Yes. NDA offers a pilot program for obtaining computational credits to support analyzing these data in place in S3. Please review the policy for more information.

Do I need an AWS account?

No. Researchers accessing the data directly in S3 can use credentials generated by NDA, associated with NDA's AWS account. Even users working on the data in place in S3, approved for computational credits, will not need their own account.
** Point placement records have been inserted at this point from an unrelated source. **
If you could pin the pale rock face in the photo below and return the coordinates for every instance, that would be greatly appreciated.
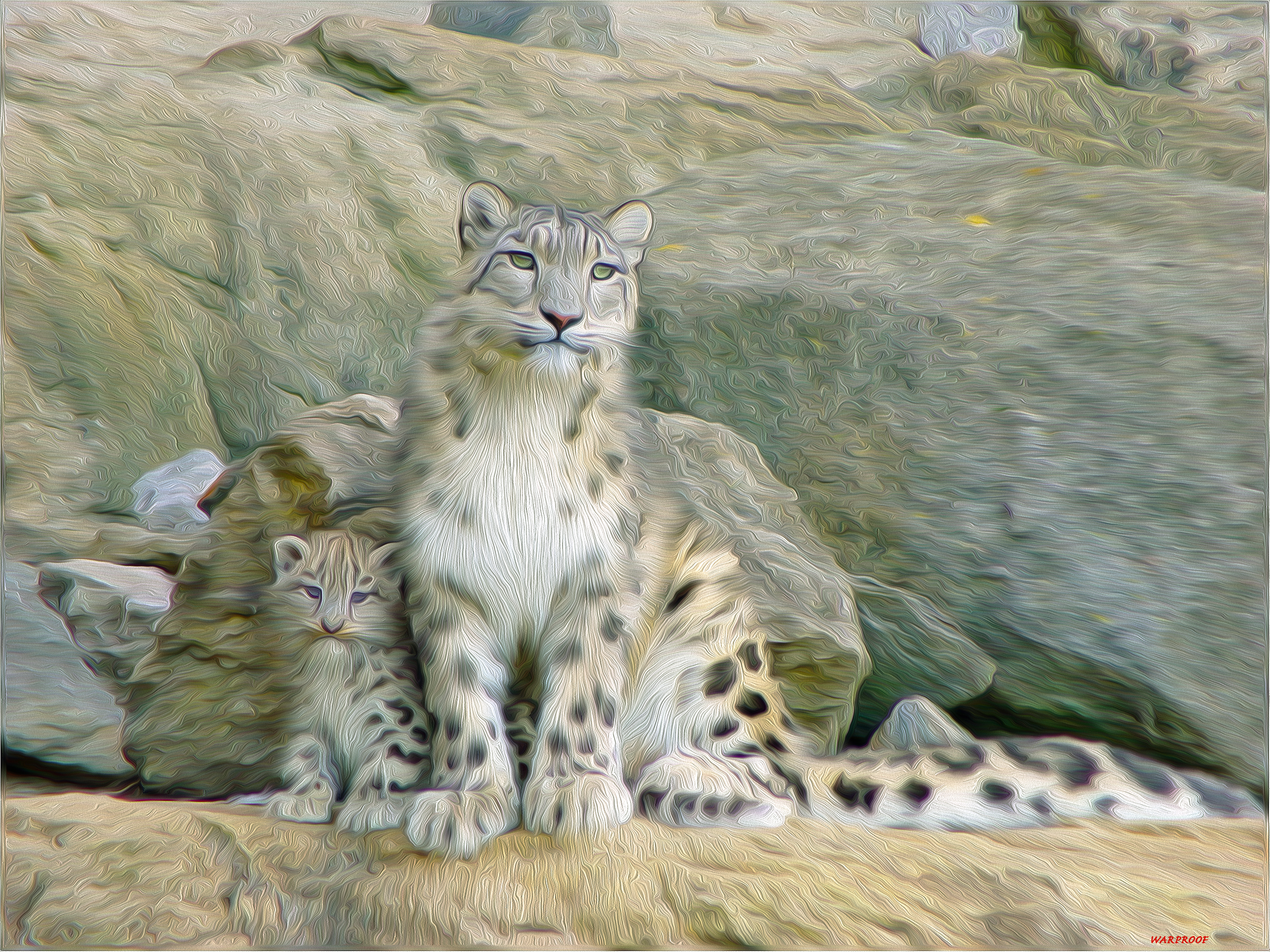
(168, 498)
(991, 30)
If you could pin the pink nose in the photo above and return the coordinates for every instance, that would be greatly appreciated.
(561, 321)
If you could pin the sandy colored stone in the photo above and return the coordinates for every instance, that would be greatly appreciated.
(93, 871)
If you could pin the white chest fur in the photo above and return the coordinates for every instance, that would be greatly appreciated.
(511, 508)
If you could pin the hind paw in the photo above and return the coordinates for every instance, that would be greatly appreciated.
(310, 806)
(457, 823)
(685, 790)
(366, 814)
(586, 804)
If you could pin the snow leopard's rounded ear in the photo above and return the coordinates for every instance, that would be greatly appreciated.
(632, 226)
(484, 212)
(289, 552)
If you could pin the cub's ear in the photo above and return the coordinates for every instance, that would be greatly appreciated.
(289, 552)
(484, 212)
(631, 226)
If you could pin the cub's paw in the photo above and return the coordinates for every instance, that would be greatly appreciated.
(310, 806)
(686, 790)
(457, 823)
(366, 814)
(581, 805)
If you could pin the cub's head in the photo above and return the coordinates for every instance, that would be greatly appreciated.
(337, 583)
(552, 290)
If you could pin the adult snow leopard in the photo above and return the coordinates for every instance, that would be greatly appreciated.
(591, 620)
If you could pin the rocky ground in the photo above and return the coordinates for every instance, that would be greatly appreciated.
(96, 873)
(999, 321)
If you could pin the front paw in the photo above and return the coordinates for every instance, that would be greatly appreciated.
(583, 804)
(374, 813)
(310, 806)
(681, 790)
(457, 823)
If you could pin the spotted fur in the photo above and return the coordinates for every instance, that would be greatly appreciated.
(355, 719)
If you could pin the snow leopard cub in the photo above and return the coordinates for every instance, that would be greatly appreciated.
(355, 721)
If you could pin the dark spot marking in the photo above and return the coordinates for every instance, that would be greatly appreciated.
(724, 729)
(611, 627)
(1075, 767)
(752, 704)
(681, 595)
(1152, 777)
(651, 800)
(1015, 752)
(720, 677)
(996, 792)
(797, 787)
(916, 791)
(973, 757)
(1216, 796)
(570, 652)
(405, 714)
(595, 591)
(397, 753)
(1105, 805)
(854, 794)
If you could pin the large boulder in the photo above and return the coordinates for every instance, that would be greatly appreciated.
(1000, 327)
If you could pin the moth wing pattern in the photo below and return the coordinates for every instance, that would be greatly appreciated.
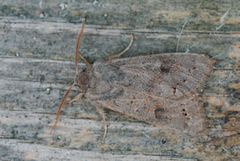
(171, 76)
(183, 114)
(159, 89)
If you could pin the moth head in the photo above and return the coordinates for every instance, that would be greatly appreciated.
(82, 79)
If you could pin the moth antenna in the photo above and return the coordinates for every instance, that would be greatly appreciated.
(119, 54)
(60, 106)
(77, 47)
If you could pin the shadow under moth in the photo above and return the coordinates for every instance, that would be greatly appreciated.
(159, 89)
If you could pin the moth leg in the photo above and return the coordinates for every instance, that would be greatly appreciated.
(118, 55)
(100, 111)
(79, 96)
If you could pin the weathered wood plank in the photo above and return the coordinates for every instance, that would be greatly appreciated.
(36, 58)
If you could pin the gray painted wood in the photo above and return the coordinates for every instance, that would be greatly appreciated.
(36, 57)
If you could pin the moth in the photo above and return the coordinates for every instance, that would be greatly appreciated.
(159, 89)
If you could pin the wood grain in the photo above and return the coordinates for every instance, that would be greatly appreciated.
(36, 58)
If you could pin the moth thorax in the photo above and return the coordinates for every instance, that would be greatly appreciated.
(82, 80)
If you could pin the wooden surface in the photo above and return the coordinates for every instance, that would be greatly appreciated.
(36, 68)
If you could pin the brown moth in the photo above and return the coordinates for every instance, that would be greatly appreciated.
(159, 89)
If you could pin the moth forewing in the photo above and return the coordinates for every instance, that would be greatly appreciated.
(159, 89)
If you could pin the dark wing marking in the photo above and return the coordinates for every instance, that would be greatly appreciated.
(184, 114)
(170, 75)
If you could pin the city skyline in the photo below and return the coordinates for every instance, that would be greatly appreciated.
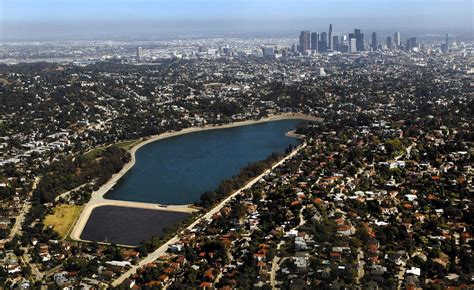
(53, 19)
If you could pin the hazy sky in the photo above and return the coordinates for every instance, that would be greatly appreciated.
(69, 19)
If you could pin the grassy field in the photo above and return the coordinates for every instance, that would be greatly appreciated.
(127, 145)
(62, 218)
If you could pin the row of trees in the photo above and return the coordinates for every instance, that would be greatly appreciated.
(208, 199)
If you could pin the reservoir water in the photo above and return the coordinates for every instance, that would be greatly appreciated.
(179, 169)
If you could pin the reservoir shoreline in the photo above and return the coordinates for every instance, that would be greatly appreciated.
(98, 197)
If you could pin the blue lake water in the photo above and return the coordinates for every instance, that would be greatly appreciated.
(178, 170)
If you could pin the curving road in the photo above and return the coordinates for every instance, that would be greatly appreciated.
(206, 217)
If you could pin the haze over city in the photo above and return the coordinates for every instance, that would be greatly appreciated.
(83, 19)
(245, 144)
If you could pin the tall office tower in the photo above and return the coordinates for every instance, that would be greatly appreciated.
(374, 41)
(411, 43)
(396, 39)
(389, 43)
(352, 45)
(305, 40)
(335, 42)
(359, 40)
(323, 43)
(314, 41)
(140, 53)
(447, 43)
(330, 39)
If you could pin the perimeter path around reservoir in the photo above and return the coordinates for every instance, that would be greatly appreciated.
(97, 197)
(206, 217)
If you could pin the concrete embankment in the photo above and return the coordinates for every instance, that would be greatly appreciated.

Only researchers wishing to compute on data in their own AWS account without credits will need one.

Image Processing

What parcellation schemes were used for the different imaging modalities?

The Desikan parcels are used for all modalities, including sMRI, dMRI, task-fMRI, and rs-fMRI. In addition, the Gordon parcels are used for both task- and rs-fMRI. For rs-fMRI, the within and between-network measures are calculated from the Gordon parcels only (because the Desikan parcels span multiple functional areas and the same networks are not defined for the Desikan parcels), but the Desikan parcels are included in the variance measures. Additionally, sMRI values are provided as weighted fuzzy clusters, which are based on the genetically derived atlas of Chen et. al.. Be advised, there are limits to any parcellation scheme whereby voxels may fall out of bounds and be excluded from an ROI, and that users should be cautious when examining functional connectivity patterns, especially in task-based fMRI.